We often can’t run fast, or for a long time, or do a pull-up, but if there’s one thing us fat girls can do it’s make excuses. There’s a reason why we’re fat, and there are a million reasons why we don’t do anything about it. As any yo-yo dieter knows, you can’t start a new eating plan without doing a big shop. A friend of mine once told me she didn’t go the gym because she didn’t have a hair elastic.

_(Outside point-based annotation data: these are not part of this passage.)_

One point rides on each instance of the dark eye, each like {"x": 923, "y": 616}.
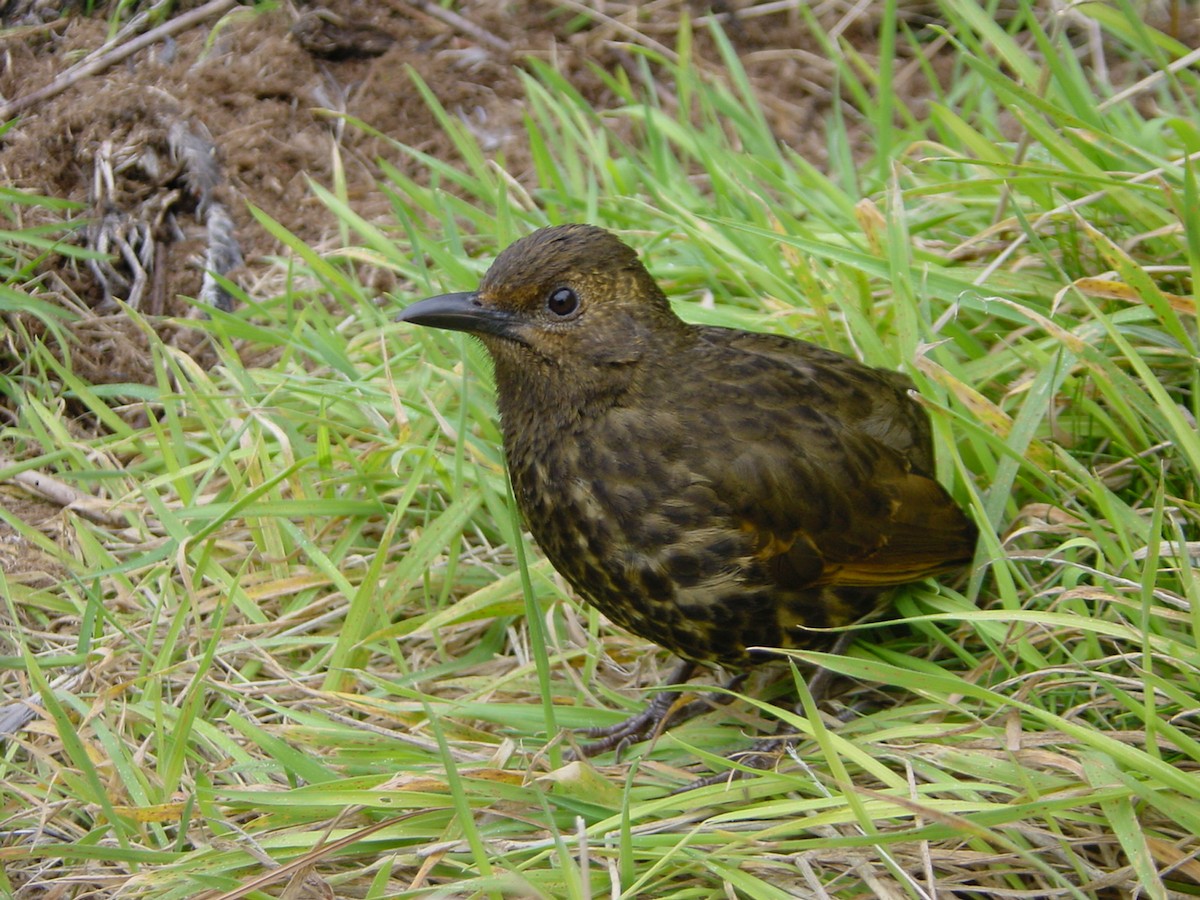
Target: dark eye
{"x": 562, "y": 301}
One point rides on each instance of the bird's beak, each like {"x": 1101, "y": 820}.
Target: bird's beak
{"x": 459, "y": 312}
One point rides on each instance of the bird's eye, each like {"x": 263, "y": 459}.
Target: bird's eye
{"x": 562, "y": 301}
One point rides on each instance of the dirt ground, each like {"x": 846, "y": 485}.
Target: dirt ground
{"x": 245, "y": 106}
{"x": 165, "y": 147}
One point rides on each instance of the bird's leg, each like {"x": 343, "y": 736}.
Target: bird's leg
{"x": 659, "y": 713}
{"x": 763, "y": 753}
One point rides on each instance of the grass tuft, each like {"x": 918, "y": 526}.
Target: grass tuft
{"x": 291, "y": 628}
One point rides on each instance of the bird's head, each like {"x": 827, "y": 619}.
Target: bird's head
{"x": 569, "y": 297}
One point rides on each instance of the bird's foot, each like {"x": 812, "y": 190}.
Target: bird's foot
{"x": 661, "y": 712}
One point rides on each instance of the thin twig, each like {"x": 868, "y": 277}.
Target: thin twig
{"x": 456, "y": 22}
{"x": 85, "y": 70}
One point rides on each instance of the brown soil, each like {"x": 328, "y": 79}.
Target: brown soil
{"x": 245, "y": 107}
{"x": 263, "y": 91}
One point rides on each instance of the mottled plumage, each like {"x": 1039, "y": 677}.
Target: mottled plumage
{"x": 707, "y": 489}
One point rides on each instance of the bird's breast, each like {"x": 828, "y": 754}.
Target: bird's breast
{"x": 635, "y": 529}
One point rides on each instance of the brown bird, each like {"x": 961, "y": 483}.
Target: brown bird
{"x": 714, "y": 491}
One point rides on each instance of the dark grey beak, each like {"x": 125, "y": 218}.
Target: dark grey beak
{"x": 459, "y": 312}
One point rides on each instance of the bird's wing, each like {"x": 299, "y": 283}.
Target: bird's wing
{"x": 828, "y": 469}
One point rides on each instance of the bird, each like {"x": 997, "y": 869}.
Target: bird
{"x": 720, "y": 492}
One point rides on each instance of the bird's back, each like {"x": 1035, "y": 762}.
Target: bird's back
{"x": 745, "y": 490}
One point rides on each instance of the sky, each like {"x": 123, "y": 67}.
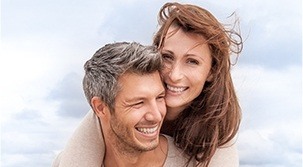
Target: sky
{"x": 45, "y": 43}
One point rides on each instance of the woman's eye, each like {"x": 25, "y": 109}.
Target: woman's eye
{"x": 193, "y": 61}
{"x": 167, "y": 57}
{"x": 137, "y": 105}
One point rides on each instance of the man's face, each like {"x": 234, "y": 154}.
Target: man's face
{"x": 139, "y": 112}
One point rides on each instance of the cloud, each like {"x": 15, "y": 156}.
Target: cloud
{"x": 271, "y": 130}
{"x": 44, "y": 46}
{"x": 69, "y": 94}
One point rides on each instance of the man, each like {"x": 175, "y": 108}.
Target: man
{"x": 123, "y": 87}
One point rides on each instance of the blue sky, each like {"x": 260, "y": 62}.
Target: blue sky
{"x": 45, "y": 43}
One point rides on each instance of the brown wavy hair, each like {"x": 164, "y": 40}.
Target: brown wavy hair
{"x": 213, "y": 118}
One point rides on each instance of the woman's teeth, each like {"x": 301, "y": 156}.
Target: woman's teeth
{"x": 147, "y": 130}
{"x": 176, "y": 89}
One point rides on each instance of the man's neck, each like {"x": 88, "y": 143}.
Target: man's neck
{"x": 156, "y": 157}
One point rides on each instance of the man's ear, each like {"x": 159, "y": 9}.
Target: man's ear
{"x": 98, "y": 106}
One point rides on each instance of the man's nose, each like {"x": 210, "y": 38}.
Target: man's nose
{"x": 155, "y": 113}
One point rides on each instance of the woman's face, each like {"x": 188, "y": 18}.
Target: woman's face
{"x": 187, "y": 60}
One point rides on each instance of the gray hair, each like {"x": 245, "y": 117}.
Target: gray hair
{"x": 103, "y": 70}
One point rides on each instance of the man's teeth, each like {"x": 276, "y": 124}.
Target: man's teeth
{"x": 175, "y": 89}
{"x": 147, "y": 130}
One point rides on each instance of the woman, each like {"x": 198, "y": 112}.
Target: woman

So, I’ve been fairly consistent about my visits to Crossfit, but what I’m not so great at is the other stuff- the walking to work (I’m busy, my bag is heavy, its raining) etc. And this week I’ve been struck down with a cold so haven’t stepped inside the gym all week. Saturday sees the start of the Parkman Paleo Challenge – our 30 day kickstart, and considering I’ve eaten a phenomenal amount of crap in the last few days and don’t nothing, I’m going to need it. And of course, I can hear the devil on my shoulder making excuses – you’re not well, you haven’t planned, etc etc. Of course, with my new found determination, I know these are excuses not reasons so I’m ignoring them. I’m looking forward to feeling better and full of energy, and I know eating paleo and being more active is good for me. I’m looking forward to putting on my new kit and lifting stuff, working on getting better form, setting some targets.
Because really, it comes down to this – I can make excuses and put stuff off as much as I want because I’m a grown up and can do what I like. But will that bring me closer to my goal? Will that help me do what I want or be what I want? And who’s the loser? Will I be 40 and no different? So if not now, when?